The dataset corresponds to logs of each game, therefore some preprocessing is required to format the logs into a csv.
Each game is described in PGN (Portable Game Notation), which is a standard format for recording every move of a chess game and can be easily read by computers. We also have some metadata such as the mode of the game (Blitz, Normal, Bullet), who won the game and how (Normal, Time forfeit), or the elo of the two players.
Frame the general topic of your visualization and the main axis that you want to develop.
- What am I trying to show with my visualization?
- Think of an overview for the project, your motivation, and the target audience.
By leveraging the previously described dataset, we set our main objective towards providing an overview of the main aspects and strategies of chess for each player level. In other words, we want to give a general and visual understanding of the game that is tailored to users' familiarity with chess. For instance, beginners would be more interested in basic tactics and common moves, intermediates with the most useful openings and advanced with some examples of games from the best players in the dataset. The visualizations would allow each player to explore and get insights from thousands of games, letting them take a new look at chess, use it as a tool to improve their future strategies or spark a new interest for the game.
Pre-processing of the data set you chose
- Show some basic statistics and get insights about the data
Here is an example log of a game:
"Rated Classical game"]\n[Site "https://lichess.org/Gg06eUOY"] [...] \n[TimeControl "420+8"]\n[Termination "Time forfeit"]\n\n1. e4 g6 2. [...]
Thus the metadata is listed at the beginning, followed by the game PGN. The preprocessing extracts all the metadata and the PGN and creates a csv containing everything.
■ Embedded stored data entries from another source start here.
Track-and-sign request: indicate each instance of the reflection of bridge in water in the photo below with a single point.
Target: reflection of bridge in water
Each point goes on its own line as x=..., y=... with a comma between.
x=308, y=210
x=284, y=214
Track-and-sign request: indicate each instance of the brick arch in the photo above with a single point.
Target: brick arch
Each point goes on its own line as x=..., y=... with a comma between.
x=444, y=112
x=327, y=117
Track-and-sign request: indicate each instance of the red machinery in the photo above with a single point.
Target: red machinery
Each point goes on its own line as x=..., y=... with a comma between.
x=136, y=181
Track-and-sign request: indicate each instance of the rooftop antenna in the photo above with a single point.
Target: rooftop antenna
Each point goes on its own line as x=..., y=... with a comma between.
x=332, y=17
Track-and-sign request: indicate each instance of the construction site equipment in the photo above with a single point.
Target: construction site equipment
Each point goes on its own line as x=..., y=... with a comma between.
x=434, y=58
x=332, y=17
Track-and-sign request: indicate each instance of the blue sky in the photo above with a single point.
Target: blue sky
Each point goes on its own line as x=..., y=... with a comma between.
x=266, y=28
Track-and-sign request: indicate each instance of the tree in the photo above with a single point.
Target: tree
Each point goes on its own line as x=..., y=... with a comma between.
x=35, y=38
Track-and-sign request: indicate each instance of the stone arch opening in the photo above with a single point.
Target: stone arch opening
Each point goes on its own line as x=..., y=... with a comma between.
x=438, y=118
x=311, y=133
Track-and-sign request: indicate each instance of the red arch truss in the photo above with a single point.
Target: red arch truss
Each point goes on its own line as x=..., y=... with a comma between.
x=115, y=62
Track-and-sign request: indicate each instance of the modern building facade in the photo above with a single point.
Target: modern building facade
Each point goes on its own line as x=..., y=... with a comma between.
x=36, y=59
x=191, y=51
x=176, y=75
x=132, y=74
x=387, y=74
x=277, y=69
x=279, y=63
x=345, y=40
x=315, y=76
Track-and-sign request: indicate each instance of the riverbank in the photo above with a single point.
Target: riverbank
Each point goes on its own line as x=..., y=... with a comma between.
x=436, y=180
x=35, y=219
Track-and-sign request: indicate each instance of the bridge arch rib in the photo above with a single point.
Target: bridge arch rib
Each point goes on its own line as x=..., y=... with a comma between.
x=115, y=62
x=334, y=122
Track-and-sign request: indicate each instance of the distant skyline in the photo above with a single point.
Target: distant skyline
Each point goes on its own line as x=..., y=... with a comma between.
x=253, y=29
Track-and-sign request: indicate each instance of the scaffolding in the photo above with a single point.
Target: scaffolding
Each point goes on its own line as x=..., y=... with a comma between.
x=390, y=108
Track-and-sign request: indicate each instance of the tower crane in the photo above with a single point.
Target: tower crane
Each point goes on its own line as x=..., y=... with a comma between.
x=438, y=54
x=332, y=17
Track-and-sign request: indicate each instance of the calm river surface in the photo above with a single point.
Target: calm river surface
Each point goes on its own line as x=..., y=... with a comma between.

The preprocessing is done the notebook parse_raw_data.iypnb
The exploratory data analysis is done in this notebook.
- What others have already done with the data?
- Why is your approach original?
- What source of inspiration do you take? Visualizations that you found on other websites or magazines (might be unrelated to your data).
- In case you are using a dataset that you have already explored in another context (ML or ADA course, semester project...), you are required to share the report of that work to outline the differences with the submission for this class.
Conveniently, there exists an example of preprocessing on the raw dataset on Kaggle [1]. We will start from there and modify it to fit our needs, by extracting more information (e.g. the time mode is not extracted in the example). Along with the preprocessing, some EDA has been performed on the processed data [2]. Taking that into account we focused our EDA on what is not already existing, such as the openings.
Our approach offers a visualization of the game that is focused on the level of the player. We want to use this idea to spark curiosity in every player, and to fuel their interest with interactive plots. What already exists are plain chess theory or exciting visualizations lacking explanations/analysis in our sense. We want to take the adaptive learning model of chess theory and combine it with the beauty of data visualization to make the experience both educational and pleasant.
For instance, a website [3] enables to explore the most common chess openings through an interactive graph. It shows the number of games in its dataset which took the same opening path. On the side, we can see what the game looks like on a chess board, dynamically when exploring the graph. Several datasets are available (Lichess, KingBase, ChessEngine…), there are also filters such as the player’s Elo or the game category (Bullet, Blitz, Normal...).
There exists also websites [4] about chess openings, but that usually are focused on analysing the playstyle of famous chess players (“GrandMasters”). They enable us to visualize a map of the most frequent opening (by frequency) of a few players.
Some other visualizations [5] focus on one particular piece (rook, queen…) and show its most common paths on the board. We think it is an interesting perspective for the analysis but the look of the visualisations could be improved. The current one is not very readable, but it still gives good insights.